Il sogno mancato di Sergio Atzeni rivive con “Sono cresciuto a Babele”
L’attore regista Giovanni Carroni mette in scena lo scrittore a trent’anni dalla morte
Nuoro Intenso, profondo, a tratti persino cupo e cavernoso. Ma sempre sarcastico, canzonatorio, beffardo. Ruggero Gunale, alter ego dello scrittore Sergio Atzeni è fatto così. L’attore Giovanni Carroni, che sul palcoscenico gli dà anima e corpo, sembra proprio lui, uguale identico preciso: idealista, grande sognatore, illuso prima, disilluso poi, tradito e lasciato a se stesso. Dimenticato. È così, con questi ritmi specchio della società, che si snoda il nuovo spettacolo della compagnia nuorese Bocheteatro, “Sono cresciuto a Babele”, regia e recitazione di Carroni, liberamente ispirato a uno dei romanzi più autobiografici di Atzeni, “Il quinto passo è l’addio”, ma non solo. Trent’anni dopo la sua morte lo scrittore di Capoterra continua a parlare, attuale più che mai, sempre presente in questa Sardegna alla deriva, in quest’Italia persa, in quest’Europa confusa e infelice.

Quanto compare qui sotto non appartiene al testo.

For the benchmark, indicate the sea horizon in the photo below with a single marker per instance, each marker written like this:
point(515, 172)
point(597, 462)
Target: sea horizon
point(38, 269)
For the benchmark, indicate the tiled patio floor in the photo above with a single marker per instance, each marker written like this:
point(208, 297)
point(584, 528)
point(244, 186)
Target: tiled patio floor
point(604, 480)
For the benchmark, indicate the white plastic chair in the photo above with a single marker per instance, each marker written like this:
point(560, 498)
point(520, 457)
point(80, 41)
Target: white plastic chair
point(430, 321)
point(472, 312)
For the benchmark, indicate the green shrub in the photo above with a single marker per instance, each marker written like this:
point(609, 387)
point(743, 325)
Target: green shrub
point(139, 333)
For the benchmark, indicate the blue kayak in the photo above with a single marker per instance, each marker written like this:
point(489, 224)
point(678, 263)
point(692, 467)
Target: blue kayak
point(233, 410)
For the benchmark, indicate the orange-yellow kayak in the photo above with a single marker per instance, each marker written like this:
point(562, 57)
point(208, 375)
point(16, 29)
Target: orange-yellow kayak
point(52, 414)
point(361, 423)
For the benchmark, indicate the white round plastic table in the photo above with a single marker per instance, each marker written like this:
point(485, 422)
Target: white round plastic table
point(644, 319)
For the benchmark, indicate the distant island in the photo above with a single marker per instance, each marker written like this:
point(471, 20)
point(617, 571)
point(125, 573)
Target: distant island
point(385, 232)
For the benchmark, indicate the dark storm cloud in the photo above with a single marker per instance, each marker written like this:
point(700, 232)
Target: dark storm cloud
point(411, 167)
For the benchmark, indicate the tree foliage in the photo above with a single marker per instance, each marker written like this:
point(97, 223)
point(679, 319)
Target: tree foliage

«Sergio Atzeni è stato uno scrittore coraggioso, innovativo, aperto – spiega Carroni –. Ha saputo raccontare la propria terra per raccontare il mondo intero» sottolinea l’attore. «Sergio Atzeni è sempre attuale perché più di tutti incarna la pluralità dei popoli che abitano la Sardegna, la pluralità linguistica, le varietà degli slang, dei gerghi, dei personaggi. E sa raccontare la parte più popolare, più dimessa, più fragile, sa raccontare gli emarginati, i reietti, le prostitute».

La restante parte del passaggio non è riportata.